Hasanvand Zahra, Sadeghi Abdorrahim, Rezvanfar Mohammad Reza, Goodarzi Mohammad Taghi, Rahmannezhad Golzar, Mashayekhi Farideh Jalali
Department of Clinical Biochemistry and Genetics, Faculty of Medicine, Arak University of Medical Sciences, Arak, Iran.
Department of Clinical Biochemistry and Genetics, Faculty of Medicine, Arak University of Medical Sciences, Arak, Iran; Molecular and Medicine Research Center, Arak University of Medical Sciences, Arak, Iran.
Gene. 2018 Apr 5;649:87-92. doi: 10.1016/j.gene.2018.01.061. Epub 2018 Jan 31.
Gestational diabetes mellitus (GDM) is defined as hyperglycemia detected during pregnancy and its risk is increased with obesity. Chemerin, an adipokine, has been proposed as potential mediators of insulin resistance in GDM. This case-control study was designed to assess the relation between chemerin SNPs rs4721 (or rs10278590) and rs17173608 and the development of GDM. One hundred thirty GDM pregnant women with GDM and 160 healthy pregnant women were enrolled in this study. The diagnosis of GDM was based on the International Association of Diabetes and Pregnancy Study Group (IADPSG) criteria. Chemerin rs4721 polymorphism gene was amplified through PCR, and SNP was detected using restriction enzyme AluI. Genotyping for chemerin rs17173608 polymorphism was performed by using tetra-amplification refractory mutation system polymerase chain reaction (T-ARMS-PCR). Blood glucose level was measured by an enzymatic method. Our finding showed that the genotypes frequency of chemerin rs4721 polymorphism was significantly different between GDM and non-GDM groups (χ = 7.44, P = 0.02). The genotype of rs4721 was significantly associated with GDM in co-dominant and dominant genotypes (GG vs GT, OR = 2.3, 95%CI = 1.24-4.24, P = 0.008, and GG vs GT + TT, OR = 2.21, 95%CI = 1.23-3.99, P = 0.008, respectively). No significant difference was observed in allele frequency between case and control groups (P = 0.62). Moreover, the genotypes and allele frequencies of chemerin rs17173608 polymorphism did not show significant differences between GDM and non-GDM (P > 0.05). We concluded that the genotype of rs4721 was found to contribute significant risk to GDM while genotype of rs17173608 could not predict the risk of GDM.

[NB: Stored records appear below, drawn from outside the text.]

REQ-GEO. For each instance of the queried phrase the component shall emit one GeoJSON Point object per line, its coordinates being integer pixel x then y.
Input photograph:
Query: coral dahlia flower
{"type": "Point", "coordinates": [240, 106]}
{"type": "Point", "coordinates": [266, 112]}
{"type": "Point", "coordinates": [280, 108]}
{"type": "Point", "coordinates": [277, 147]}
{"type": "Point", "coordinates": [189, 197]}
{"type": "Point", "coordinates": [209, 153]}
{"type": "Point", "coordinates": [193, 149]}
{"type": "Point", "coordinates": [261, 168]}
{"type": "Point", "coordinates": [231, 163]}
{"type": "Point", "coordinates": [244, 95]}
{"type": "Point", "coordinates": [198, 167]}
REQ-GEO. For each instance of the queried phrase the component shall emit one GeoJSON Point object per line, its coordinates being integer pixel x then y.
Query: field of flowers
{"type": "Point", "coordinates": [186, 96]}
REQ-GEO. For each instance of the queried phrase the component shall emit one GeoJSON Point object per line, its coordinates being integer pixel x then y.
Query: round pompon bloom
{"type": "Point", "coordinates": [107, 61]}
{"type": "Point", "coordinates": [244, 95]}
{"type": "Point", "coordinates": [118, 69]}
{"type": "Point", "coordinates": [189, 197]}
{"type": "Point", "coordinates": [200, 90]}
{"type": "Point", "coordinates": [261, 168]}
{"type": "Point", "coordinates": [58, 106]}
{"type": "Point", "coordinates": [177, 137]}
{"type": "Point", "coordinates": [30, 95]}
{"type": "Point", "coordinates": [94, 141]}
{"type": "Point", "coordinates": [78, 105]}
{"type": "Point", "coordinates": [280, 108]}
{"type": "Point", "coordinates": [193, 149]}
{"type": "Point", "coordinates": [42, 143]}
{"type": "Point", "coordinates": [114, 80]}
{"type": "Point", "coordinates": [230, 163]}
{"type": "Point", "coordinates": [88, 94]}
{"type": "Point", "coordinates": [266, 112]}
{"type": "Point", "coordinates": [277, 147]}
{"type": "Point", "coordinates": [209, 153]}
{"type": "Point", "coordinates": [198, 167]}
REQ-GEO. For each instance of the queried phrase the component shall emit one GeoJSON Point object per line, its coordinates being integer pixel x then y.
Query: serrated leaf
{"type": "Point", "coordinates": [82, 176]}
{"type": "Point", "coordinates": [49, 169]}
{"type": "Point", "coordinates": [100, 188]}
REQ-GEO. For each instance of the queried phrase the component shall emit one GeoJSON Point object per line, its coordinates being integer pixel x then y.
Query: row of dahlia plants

妊娠期糖尿病(GDM)被定义为在孕期检测到的高血糖,其风险会随着肥胖而增加。趋化素是一种脂肪因子,被认为是妊娠期糖尿病中胰岛素抵抗的潜在介质。本病例对照研究旨在评估趋化素单核苷酸多态性(SNP)rs4721(或rs10278590)和rs17173608与妊娠期糖尿病发生之间的关系。本研究纳入了130例患有妊娠期糖尿病的孕妇和160例健康孕妇。妊娠期糖尿病的诊断基于国际糖尿病与妊娠研究组(IADPSG)标准。通过聚合酶链反应(PCR)扩增趋化素rs4721多态性基因,并使用限制性内切酶AluI检测SNP。采用四引物扩增阻滞突变系统聚合酶链反应(T-ARMS-PCR)对趋化素rs17173608多态性进行基因分型。采用酶法测量血糖水平。我们的研究结果显示,趋化素rs4721多态性的基因型频率在妊娠期糖尿病组和非妊娠期糖尿病组之间存在显著差异(χ²=7.44,P=0.02)。在共显性和显性基因型中,rs4721的基因型与妊娠期糖尿病显著相关(GG与GT相比,OR=2.3,95%CI=1.24-4.24,P=0.008;GG与GT+TT相比,OR=2.21,95%CI=1.23-3.99,P=0.008)。病例组和对照组之间的等位基因频率没有显著差异(P=0.62)。此外,趋化素rs17173608多态性的基因型和等位基因频率在妊娠期糖尿病组和非妊娠期糖尿病组之间没有显著差异(P>0.05)。我们得出结论,发现rs4721的基因型对妊娠期糖尿病有显著风险,而rs17173608的基因型不能预测妊娠期糖尿病的风险。